Agli eletti chiediamo di svolgere il loro mandato come “un’alta responsabilità”, al servizio di tutti, a cominciare dai più deboli e meno garantiti. Come abbiamo ricordato nell’appello, “l’agenda dei problemi del nostro Paese è fitta: le povertà in aumento costante e preoccupante, l’inverno demografico, la protezione degli anziani, i divari tra i territori, la transizione ecologica e la crisi energetica, la difesa dei posti di lavoro, soprattutto per i giovani, l’accoglienza, la tutela, la promozione e l’integrazione dei migranti, il superamento delle lungaggini burocratiche, le riforme dell’espressione democratica dello Stato e della legge elettorale”. Sono alcune delle sfide che il Paese è chiamato ad affrontare fin da subito. Senza dimenticare che la guerra in corso e le sue pesanti conseguenze richiedono un impegno di tutti e in piena sintonia con l’Europa.
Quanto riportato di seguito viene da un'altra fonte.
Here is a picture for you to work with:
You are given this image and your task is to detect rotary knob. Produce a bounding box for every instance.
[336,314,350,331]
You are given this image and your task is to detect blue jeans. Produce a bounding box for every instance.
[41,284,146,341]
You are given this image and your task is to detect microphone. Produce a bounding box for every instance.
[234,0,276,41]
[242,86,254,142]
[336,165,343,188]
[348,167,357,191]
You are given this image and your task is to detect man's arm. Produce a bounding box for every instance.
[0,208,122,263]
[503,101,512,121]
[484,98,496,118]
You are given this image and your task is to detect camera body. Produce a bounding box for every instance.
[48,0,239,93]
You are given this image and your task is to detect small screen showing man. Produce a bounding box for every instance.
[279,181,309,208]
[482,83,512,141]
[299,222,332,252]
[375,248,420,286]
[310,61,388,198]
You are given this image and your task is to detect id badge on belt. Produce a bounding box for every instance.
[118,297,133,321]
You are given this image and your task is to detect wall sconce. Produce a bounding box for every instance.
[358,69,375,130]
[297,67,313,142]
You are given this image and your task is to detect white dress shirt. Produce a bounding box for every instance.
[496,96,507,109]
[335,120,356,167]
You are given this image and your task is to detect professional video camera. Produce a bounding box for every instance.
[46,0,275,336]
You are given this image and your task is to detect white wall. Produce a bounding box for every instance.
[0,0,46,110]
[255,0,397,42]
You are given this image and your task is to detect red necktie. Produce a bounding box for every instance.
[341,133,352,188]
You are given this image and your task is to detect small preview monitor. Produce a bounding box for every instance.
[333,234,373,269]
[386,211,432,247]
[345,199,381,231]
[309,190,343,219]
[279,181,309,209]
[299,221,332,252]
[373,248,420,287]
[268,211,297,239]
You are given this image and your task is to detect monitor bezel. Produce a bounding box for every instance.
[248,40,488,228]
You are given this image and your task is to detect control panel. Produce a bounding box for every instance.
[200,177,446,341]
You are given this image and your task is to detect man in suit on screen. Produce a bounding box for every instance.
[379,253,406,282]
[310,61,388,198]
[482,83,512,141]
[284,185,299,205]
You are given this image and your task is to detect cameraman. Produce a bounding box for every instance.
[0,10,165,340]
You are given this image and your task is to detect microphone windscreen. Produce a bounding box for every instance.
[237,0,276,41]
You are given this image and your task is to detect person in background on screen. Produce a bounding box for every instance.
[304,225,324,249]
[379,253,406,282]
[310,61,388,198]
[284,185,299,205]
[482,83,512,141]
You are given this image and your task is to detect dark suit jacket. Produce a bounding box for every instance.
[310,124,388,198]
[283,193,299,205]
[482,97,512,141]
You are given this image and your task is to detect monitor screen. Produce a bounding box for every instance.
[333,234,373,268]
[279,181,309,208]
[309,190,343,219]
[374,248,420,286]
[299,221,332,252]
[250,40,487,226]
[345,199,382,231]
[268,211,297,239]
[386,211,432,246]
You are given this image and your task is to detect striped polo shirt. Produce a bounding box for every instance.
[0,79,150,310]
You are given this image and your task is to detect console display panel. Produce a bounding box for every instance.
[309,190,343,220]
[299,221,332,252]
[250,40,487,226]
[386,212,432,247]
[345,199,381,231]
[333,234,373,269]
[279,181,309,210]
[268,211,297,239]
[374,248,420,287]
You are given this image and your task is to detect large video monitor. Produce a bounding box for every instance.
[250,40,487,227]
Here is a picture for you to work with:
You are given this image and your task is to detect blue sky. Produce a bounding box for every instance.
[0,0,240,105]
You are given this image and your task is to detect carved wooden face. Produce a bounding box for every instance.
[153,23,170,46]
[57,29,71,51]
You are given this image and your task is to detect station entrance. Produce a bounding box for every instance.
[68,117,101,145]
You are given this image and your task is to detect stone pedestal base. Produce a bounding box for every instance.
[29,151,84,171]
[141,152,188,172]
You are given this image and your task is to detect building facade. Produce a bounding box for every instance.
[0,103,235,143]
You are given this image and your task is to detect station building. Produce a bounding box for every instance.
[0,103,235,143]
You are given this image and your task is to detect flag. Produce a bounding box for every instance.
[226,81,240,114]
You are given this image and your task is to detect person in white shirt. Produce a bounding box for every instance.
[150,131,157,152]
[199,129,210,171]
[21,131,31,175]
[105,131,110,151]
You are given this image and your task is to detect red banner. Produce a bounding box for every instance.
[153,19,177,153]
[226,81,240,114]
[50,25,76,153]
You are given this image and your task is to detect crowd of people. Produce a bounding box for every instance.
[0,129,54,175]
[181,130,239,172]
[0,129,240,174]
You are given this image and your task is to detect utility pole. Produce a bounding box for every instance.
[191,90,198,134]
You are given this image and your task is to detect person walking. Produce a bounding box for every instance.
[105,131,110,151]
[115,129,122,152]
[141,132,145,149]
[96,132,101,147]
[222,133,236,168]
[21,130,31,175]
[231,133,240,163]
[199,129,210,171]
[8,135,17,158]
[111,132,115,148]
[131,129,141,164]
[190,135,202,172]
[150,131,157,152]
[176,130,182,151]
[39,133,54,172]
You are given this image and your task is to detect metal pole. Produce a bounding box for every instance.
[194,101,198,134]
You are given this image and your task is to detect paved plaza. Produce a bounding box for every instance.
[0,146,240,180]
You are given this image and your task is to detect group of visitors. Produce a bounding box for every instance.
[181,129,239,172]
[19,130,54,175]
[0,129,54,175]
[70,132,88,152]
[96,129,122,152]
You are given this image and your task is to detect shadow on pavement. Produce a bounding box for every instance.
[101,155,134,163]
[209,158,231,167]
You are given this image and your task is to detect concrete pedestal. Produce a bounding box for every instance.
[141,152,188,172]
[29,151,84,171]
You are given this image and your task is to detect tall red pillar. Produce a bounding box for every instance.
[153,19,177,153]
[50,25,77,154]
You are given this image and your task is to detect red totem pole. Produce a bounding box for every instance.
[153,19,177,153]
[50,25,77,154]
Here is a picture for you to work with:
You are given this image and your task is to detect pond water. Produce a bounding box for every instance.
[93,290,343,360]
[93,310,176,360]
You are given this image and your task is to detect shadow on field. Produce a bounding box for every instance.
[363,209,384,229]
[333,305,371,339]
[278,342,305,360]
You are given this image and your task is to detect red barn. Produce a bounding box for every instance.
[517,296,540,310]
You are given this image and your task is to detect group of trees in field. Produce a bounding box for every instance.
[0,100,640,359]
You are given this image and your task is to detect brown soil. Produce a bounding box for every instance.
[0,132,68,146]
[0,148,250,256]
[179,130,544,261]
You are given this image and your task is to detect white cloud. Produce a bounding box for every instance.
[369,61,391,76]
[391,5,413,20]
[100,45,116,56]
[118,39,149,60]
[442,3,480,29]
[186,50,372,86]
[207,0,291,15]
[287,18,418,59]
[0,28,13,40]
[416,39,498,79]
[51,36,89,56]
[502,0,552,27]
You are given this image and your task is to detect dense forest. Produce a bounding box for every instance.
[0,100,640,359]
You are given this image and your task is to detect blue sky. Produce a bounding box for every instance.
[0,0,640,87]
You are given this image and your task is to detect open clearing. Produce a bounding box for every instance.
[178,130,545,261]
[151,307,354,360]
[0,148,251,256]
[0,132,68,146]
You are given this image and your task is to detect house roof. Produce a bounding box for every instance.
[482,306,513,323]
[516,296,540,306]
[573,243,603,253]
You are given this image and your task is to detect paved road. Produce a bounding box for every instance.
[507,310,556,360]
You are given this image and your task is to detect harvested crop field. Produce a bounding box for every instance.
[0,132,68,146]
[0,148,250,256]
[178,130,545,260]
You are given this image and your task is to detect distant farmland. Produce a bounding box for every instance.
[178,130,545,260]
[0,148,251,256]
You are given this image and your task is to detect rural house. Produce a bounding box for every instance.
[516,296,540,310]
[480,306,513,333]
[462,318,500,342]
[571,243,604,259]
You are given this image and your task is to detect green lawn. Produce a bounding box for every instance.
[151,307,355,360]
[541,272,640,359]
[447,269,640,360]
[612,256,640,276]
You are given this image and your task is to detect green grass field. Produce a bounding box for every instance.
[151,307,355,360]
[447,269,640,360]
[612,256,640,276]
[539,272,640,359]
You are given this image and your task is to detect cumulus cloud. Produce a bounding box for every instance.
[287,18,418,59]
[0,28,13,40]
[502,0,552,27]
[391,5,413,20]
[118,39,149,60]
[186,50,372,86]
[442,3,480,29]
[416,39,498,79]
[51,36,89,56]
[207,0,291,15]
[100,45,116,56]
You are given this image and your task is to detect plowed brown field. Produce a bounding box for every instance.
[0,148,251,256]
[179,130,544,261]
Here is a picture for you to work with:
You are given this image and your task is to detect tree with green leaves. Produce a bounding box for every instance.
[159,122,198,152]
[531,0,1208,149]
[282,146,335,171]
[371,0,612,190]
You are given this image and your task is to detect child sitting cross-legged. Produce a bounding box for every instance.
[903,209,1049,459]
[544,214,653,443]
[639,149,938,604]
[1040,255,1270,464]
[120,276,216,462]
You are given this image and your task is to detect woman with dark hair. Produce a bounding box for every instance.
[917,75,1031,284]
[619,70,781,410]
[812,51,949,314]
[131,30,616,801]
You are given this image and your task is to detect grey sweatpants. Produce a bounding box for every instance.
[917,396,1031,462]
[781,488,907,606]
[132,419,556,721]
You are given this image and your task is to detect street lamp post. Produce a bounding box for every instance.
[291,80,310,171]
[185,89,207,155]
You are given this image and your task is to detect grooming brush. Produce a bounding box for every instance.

La Chiesa, come già ribadito, “continuerà a indicare, con severità se occorre, il bene comune e non l’interesse personale, la difesa dei diritti inviolabili della persona e della comunità”. Da parte sua, nel rispetto delle dinamiche democratiche e nella distinzione dei ruoli, non farà mancare il proprio contributo per la promozione di una società più giusta e inclusiva.